I think if we measured it by how many records we sold, we wouldn’t be too happy (laughs). You just make each record as it comes. If it feels good, you’ve made a record that you’re proud of, that’s great. It’s also about how the band feels, how you all get along. There’s nothing worse than being in a band that is dysfunctional, even if you’re selling a shitload of records, it can’t be a pleasant experience.
I don’t think you can prevent it from happening, but you are more aware of it happening if it’s happened once. You can take steps to avoid it. Mojave 3 started off as a three piece and now we’re a six piece. With every record there has been these people that have come on. In some ways that keeps it quite fresh.
So six people in a tour bus together. How is that?
(laughs) It’s fun because we all have other jobs. In some ways, when we go on tour, it’s like a little holiday. It’s nice to get away from reality and pretend to be a pop star for a little while.
When you tour in America, do you do much sightseeing? Have you seen Graceland?

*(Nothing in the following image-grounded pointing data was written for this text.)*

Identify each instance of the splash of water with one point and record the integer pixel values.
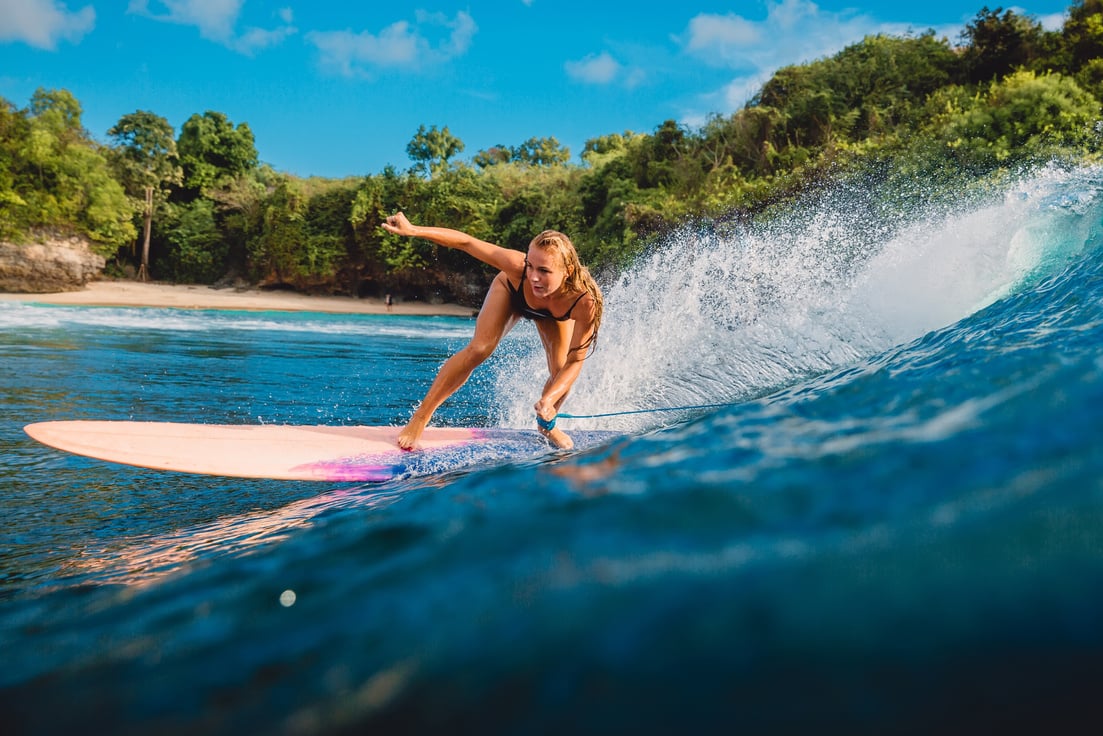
(723, 313)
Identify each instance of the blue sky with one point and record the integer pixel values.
(339, 88)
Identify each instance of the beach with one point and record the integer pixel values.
(190, 296)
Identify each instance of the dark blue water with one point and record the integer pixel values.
(893, 524)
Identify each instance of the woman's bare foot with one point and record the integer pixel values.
(559, 438)
(409, 435)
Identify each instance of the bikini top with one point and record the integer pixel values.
(517, 299)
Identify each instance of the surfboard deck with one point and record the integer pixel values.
(321, 452)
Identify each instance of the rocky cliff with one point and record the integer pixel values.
(53, 265)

No. In some ways, that’s the only bad thing about touring. Unless you’re a super organized person … I remember when we toured with Lisa Germano, the whole band was super organized. They would get up really early in the morning — this was when we were touring in Europe — and they would go see the museums and go do all the sightseeing stuff, then come back and do the soundcheck, and go back out and do some more sightseeing before doing the gig. We never seem to be able to do that. We do try and get some sort of cultural exchange but it’s more like “Groundhog Day”, especially if you’re in a bus.
What kind of person would you like to sit down and play your record for? Do you think a 15-year-old Limp Bizkit fan would get anything out of a Mojave 3 record?
(laughs) No. No. I have friends who don’t even like the music I make. I can see why a lot of the times. It’s fairly miserable and if I was 15, I would probably want to listen to something that had loud guitars and was exciting and dynamic.
But it all comes down to the songs at the end, doesn’t it?
In some ways it does. But for me, I really didn’t start appreciating country music until I was 23 or 24. There’s a certain age you get to where it starts making more sense.
Seeing as how you contributed a song to the Tim Buckley tribute CD, I was wondering what bands you’d like to see on a Mojave 3 tribute record?
(laughs) Bryan Adams. Phil Collins. We just want the cool people to play on it.
My mom would buy it. I think that would be so weird if you got Bryan Adams to cover one of your songs.
I don’t know if you know the band Superstar — they are from Glasgow. Rod Stewart put out a record of covers and he covered one of their songs. Rod Stewart is fairly cool and has always been one of the boys. But I think they were really freaked out by it. It sounded odd.
I think Phil Collins would be good on ours. Maybe get Cher to do a song with that vocoder thing she uses.
One last question. Does the name of the band mean anything more to you now than it did when you started the band?
I think the name seems more inappropriate now than at the beginning. I think when we named the band, it was after we had recorded the first record. We were basically at a point where 4AD wanted to put it out and we didn’t have a name for the record or the band. A friend of ours suggested we call ourselves Mojave. It kind of made sense at the time because there is sort of the feel of the desert to the record, I suppose. There was a lot of slide guitar. You just sort of grow into a name. I don’t know how appropriate any name ever is. In the end we went with Mojave 3 because we liked the idea of Spacemen 3 quite a lot, and there were 3 of us.
Mojave 3’s third release, Excuses for Travelers, was released last month on Beggar’s Banquet Records in America and 4AD in Europe. If you’ve read that it sounds like a nice cross between Nick Drake and Gram Parsons, we won’t disagree. Full of acoustic and pedal steel guitars, Excuse for Travelers is an immediate attention grabber and will definitely wind up on at least one Swizzle-Stick staff member’s “Best of 2000” list.